Sem rendimentos declarados, Leonardo Serro dos Santos não escondia, nas redes sociais, uma vida de luxos, posando em viagens, com roupas caras ou conduzindo carros de alta cilindrada, quase sempre na companhia da mulher.
Passados quatro anos, em janeiro de 2022, decidiu abandonar Portugal, fixando morada no Dubai (mantendo, porém, a residência em Parede).
O ‘início do fim’ na organização
A investigação da Polícia Federal brasileira ‘coloca a nu’ as causas que afastaram Leonardo Serro dos Santos de Portugal… e da própria organização a que pertencia. Segundo os relatórios, consultados pela VISÃO, as autoridades brasileiras acompanharam, a par e passo, durante, pelo menos, dois anos, as atividades do luso-português, conseguindo, através dos dados recolhidos, levar a cabo duas operações de grande porte, que permitiram travar o negócio e apreender grandes quantidades de droga, em dezembro de 2020.
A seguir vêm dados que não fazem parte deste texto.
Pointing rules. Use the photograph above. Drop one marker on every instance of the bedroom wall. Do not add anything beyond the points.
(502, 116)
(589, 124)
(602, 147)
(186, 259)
No dia 14 de dezembro desse ano, uma operação policial permitiu apreender 220 quilos de cocaína, encontrados num camião, que circulava numa avenida do Rio de Janeiro; no dia 23 desse mês, foi a vez de serem apreendidos 450 quilos de cocaína, no porto daquela cidade. Estes carregamentos tinham como destino os portos de Gioia Tauro, na Calábria (Itália), e de Antuérpia (Bélgica) – o cerco ao “responsável pela logística de transporte e embarque dos carregamentos de droga” já não poderia mais ser ignorado.
Perante estes avanços, o papel de Leonardo Serro dos Santos passou a ser colocado em causa pela própria organização criminosa a que pertencia. No dia 11 janeiro de 2021, uma reunião de líderes, realizada num restaurante do Rio de Janeiro, acompanhada, à distância, pela Polícia Federal brasileira, confirmaria “a insatisfação com os serviços” do luso-português, a quem passou a ser assacada “uma dívida de dois milhões de dólares, além de valores sobre o carregamento de drogas e um possível novo embarque”, pelas cargas perdidas.
A fuga para o Dubai
Fonte da Polícia Federal brasileira confirma, à VISÃO, que a fuga de Leonardo Serro dos Santos para o Dubai estará, muito provavelmente, relacionada com “a consciência de estar a ser investigado” pelas autoridades, mas também será uma forma “de ganhar tempo para pagar a dívida” que ainda é reclamada pelos ‘donos da droga’.
Naquele emirado, Leonardo Serro dos Santos continuou a ser monitorizado. E, no início de novembro de 2022, foi preso pela Interpol, na sequência de um pedido das autoridades brasileiras, suspeito de ser um dos chefes da principal rede internacional de tráfico de drogas a operar entre o Brasil e a Europa, através de Portugal.
Na altura, em declarações à VISÃO, a mulher de Leonardo Serro dos Santos, identificada como J.S., e o seu advogado, Klaus Luchtenberg – um brasileiro radicado em Portugal –, negaram, na altura, todas as acusações ou qualquer ligação deste homem ao crime organizado e ao tráfico de drogas.
Mantido em prisão preventiva, durante 45 dias (período limite para esta medida de coação naquela cidade), seria libertado, depois de expirado o período legal para as autoridades brasileiras apresentarem um pedido formal de extradição. Hoje, permanece em liberdade naquele território.